É significativo que o atual governador, que foi um dia experimentado
líder sindical, tivesse sido surpreendido, em visita a Cuba, por uma
greve que correu fora dos canais sindicais de convenção e fora das
expectativas da reivindicação negociável. Crianças e mães e o bolo
do general são indicativos de reclamo pautado longe da racionalidade
própria das relações de trabalho. Toda a população do Estado foi
feita refém de uma chantagem. A reivindicação salarial justa deixou
de sê-lo quando veiculada por meio de técnicas de intimidação e de
extorsão.
As mudanças que vem ocorrendo no País no último meio século indicam
claramente que o eixo da reivindicação de classe foi deslocado pela
própria dinâmica da economia moderna e, sobretudo, pela dinâmica da
sociedade. A sociedade se fragmentou e já não há fatores que deem
unidade, visibilidade e eficácia política ao pressuposto da classe
social como agente das demandas sociais. Hoje, as entidades e
movimentos de reivindicação, mesmo os profissionais, estão mutilados
pela interveniência de subjacentes demandas estranhas à situação de
classe, como as raciais, religiosas e corporativas.

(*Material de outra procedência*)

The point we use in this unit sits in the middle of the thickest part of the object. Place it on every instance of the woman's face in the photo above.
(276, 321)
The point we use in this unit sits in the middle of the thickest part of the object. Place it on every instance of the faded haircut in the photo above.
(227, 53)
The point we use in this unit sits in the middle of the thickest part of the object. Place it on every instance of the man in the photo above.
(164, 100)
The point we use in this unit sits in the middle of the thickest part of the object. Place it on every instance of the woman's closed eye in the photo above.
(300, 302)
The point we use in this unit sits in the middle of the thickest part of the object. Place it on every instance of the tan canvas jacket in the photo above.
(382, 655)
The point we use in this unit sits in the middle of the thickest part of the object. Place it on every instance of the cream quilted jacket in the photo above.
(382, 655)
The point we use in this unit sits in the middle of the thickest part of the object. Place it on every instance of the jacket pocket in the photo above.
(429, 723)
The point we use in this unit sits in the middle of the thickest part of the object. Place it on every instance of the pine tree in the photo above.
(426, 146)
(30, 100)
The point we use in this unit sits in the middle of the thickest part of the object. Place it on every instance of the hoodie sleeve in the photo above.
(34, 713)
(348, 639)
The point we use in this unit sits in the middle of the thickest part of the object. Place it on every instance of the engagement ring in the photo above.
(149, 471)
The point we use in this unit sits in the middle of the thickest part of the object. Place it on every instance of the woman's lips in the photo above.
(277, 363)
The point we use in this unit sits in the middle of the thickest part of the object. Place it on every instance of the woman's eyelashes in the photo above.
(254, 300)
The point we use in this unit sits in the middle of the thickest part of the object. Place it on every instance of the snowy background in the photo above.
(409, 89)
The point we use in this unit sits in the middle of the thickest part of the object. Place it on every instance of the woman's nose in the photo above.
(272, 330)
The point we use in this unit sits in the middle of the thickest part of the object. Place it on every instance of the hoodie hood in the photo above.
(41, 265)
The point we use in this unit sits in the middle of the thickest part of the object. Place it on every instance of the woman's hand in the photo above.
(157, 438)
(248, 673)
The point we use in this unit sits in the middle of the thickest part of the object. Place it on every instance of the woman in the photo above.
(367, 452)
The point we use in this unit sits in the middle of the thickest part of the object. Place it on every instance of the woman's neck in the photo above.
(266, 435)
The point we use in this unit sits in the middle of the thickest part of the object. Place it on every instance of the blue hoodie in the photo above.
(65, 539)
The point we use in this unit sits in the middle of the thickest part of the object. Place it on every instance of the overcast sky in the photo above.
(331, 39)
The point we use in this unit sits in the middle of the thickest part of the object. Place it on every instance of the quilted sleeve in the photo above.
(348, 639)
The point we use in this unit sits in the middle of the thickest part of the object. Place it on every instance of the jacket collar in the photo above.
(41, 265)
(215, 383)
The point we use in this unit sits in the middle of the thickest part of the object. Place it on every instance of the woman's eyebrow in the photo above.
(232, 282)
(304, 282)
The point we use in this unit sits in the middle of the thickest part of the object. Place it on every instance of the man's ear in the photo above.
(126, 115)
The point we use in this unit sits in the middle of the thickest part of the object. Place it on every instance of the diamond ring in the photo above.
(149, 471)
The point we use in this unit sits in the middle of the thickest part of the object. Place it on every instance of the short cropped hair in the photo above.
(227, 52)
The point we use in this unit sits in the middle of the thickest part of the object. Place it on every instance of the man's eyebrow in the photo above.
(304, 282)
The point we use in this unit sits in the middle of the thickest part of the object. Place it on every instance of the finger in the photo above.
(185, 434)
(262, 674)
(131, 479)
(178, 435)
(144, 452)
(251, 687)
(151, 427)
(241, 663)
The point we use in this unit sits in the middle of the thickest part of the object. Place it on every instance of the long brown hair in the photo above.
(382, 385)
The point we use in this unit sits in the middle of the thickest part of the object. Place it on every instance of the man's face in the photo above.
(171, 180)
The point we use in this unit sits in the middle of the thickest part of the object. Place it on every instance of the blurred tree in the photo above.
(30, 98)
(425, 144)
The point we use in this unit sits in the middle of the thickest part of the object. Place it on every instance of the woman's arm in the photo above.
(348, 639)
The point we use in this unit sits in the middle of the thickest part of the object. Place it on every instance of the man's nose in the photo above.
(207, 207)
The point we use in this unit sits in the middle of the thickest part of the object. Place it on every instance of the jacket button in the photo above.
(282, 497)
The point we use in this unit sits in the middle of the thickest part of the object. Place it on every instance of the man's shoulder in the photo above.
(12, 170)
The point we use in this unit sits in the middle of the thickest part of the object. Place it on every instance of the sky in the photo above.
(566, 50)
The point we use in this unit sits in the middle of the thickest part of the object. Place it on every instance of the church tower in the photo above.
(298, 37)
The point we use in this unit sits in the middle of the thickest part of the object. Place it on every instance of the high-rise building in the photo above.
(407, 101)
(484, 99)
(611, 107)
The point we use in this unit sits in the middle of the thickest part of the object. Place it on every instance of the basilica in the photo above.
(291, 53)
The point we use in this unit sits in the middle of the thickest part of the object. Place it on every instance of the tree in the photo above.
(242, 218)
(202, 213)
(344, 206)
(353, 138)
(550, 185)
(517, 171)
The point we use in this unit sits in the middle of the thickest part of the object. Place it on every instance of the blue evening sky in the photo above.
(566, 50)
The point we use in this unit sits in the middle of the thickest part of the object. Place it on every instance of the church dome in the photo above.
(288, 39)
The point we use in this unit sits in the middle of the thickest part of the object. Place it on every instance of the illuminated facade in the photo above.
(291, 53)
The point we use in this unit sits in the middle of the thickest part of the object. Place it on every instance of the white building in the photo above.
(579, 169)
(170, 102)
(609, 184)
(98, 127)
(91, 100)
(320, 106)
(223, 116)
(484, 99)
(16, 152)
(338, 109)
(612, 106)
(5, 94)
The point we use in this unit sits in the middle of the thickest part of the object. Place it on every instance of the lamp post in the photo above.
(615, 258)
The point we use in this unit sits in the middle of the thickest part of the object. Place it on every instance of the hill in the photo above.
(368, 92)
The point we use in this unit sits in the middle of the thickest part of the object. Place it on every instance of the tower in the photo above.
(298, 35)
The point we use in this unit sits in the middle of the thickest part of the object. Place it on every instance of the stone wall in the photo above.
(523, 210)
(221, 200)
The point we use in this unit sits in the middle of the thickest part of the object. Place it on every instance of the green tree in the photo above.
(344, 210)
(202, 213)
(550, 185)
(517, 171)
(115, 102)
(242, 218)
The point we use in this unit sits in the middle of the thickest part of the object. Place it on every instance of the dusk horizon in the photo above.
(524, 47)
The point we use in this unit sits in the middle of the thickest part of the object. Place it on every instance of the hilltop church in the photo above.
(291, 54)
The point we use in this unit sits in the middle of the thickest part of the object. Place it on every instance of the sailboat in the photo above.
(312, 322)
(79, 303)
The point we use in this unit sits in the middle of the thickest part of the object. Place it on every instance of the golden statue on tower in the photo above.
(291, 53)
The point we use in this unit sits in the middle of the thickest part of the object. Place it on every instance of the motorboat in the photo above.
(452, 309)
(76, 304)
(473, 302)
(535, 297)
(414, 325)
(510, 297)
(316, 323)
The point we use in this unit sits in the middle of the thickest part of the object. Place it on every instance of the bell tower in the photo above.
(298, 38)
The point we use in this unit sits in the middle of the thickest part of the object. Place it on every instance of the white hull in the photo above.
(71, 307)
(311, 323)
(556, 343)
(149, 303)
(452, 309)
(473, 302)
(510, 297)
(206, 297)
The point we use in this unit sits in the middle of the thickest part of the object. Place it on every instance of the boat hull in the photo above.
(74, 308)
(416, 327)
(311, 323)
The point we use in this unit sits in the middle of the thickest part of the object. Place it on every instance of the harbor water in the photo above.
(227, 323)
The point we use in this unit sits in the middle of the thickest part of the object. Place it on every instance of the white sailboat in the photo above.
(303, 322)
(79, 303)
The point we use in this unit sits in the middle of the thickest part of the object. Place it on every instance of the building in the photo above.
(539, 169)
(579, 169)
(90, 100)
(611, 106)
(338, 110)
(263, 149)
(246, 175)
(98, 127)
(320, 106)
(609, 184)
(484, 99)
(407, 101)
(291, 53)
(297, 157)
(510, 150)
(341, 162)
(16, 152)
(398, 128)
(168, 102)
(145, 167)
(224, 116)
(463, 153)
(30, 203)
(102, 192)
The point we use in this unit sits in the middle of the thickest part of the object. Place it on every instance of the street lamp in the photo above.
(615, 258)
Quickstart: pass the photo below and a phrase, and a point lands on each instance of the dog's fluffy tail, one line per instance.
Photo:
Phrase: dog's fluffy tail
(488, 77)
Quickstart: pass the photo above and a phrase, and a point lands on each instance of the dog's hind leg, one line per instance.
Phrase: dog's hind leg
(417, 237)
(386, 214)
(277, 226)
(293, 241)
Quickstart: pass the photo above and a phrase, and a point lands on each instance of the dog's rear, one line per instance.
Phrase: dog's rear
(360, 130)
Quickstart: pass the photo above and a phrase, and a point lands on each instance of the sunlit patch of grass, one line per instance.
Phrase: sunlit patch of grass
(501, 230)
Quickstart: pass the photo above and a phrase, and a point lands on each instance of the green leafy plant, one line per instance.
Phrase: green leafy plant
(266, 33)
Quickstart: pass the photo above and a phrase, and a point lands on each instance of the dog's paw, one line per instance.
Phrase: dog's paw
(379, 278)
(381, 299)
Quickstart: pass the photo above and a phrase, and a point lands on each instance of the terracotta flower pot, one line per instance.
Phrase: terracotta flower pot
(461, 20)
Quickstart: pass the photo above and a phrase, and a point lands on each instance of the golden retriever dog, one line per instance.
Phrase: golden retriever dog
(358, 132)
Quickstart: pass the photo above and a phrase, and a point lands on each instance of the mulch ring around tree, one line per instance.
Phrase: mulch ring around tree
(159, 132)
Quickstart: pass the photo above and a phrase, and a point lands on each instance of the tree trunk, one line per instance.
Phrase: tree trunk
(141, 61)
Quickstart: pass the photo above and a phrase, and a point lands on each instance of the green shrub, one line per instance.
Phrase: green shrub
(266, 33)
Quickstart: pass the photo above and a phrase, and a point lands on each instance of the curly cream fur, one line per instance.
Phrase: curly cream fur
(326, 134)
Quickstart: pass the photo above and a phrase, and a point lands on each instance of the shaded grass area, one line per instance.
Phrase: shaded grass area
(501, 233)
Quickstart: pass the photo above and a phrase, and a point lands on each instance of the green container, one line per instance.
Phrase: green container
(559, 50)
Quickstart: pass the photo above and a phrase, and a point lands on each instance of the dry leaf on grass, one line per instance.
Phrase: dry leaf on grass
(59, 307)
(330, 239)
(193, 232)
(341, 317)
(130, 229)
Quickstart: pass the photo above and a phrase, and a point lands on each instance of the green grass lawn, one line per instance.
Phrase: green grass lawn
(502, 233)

Os grupos desfavorecidos falam como grupos de interesse que
expressam demandas informadas pela rusticidade das ideias da
economia moral, como fazem os PMs da Bahia e como faz o MST,
arrastando para o cenário de seus conflitos mulheres e crianças,
aquém do sindicato e do partido e, portanto, aquém do neoliberalismo
de negociação que os preside. Ou seja, a família como sujeito
pré-político de carências. O que o historiador inglês E. P. Thompson
chamou de economia moral retorna do fundo dos tempos, dando nova e
diferente entonação às lutas sociais. Esse é o ponto que junta os
problemas impostos aos respectivos governos pelas PMs na Bahia e em
São Paulo.
Numa entrevista infeliz a Débora Bergamasco, a secretária da Justiça
de São Paulo alinhavou argumentos de radical legalismo para
justificar a ordem judicial do despejo no Pinheirinho e o emprego da
PM para executá-la. O país da bem-vinda Constituição liberalizante
de 1988 omitiu-se em relação a questões essenciais, como a dos
limites morais na execução da lei. A própria ditadura militar, no
governo Costa e Silva, em face da violência dos despejos de
posseiros na Amazônia, baixara ato complementar instituindo a
audiência prévia do Instituto Nacional de Colonização e Reforma
Agrária na decretação de despejos pela Justiça, antepondo o primado
social da reforma agrária às formalidades da lei, dada a
possibilidade da desapropriação e da regularização fundiária. O caso
da Bahia e o caso de Pinheirinho expressam as imperfeições da ordem
e o desprezo elitista pelo Brasil da margem.